Taxing Times for Compo Cheat


Asbestos sufferers and trade unionists are on the brink of finally running compo absconder James Hardie to ground.

The ATO has given the building products giant a favourable ruling on its new asbestos compensation fund, opening the way for billions of dollars to flow to Aussies poisoned by its products.

James Hardie, yesterday, described the ruling as an "important milestone" in delivering on a promise it made to asbestos sufferers, unions and the NSW Government nearly two years ago.

Chair Meredith Helicar told shareholders, in September, the tax status of the fund was the "only substantive issue" standing between asbestos sufferers and Hardie's money.

But campaigners aren't knocking the tops off cold ones yets.
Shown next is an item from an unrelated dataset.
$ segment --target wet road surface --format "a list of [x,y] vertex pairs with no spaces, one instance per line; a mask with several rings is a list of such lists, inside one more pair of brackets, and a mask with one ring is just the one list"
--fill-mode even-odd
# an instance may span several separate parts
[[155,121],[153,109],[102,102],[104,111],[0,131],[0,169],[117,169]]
They have seen Hardie duck and weave for years in a bid to limit its exposure to the families of dying people.

Asbestos Diseases Foundation president Barry Robson said he wouldn't be celebrating until sufferers saw the colour of Hardie's cash.

"That's when we'll declare an end to the campaign and open a couple of bottles of beer," the former MUA official told the AFR.

Dogged community campaigning, led by NSW unions, saw James Hardie publicly exposed for perpetrating one of the greatest acts of corporate bastardry in Australian history.

The furore centre on a 2001 restructure that saw the building products giant relocate to the Netherlands.

It promised the NSW Supreme Court it would leave assets of $1.9 billion behind for the use of creditors, including asbestos disease sufferers.

In 2002, directors cancelled that arrangement without informing the court, NSW Government, sufferers or unions.

Former CEO Peter Macdonald argued the Netherlands-based operation had no legal or moral obligation to dying Australians.

But the strategy came to grief when the NSW Government put the company's actions under the spotlight of a public inquiry.

After the embarrassment of the Jackson Inquiry, James Hardie negotiated a settlement with parties headed by ACTU chief Greg Combet.

For the past two years it has put off funding its new compensation fund because of the issue of its tax status.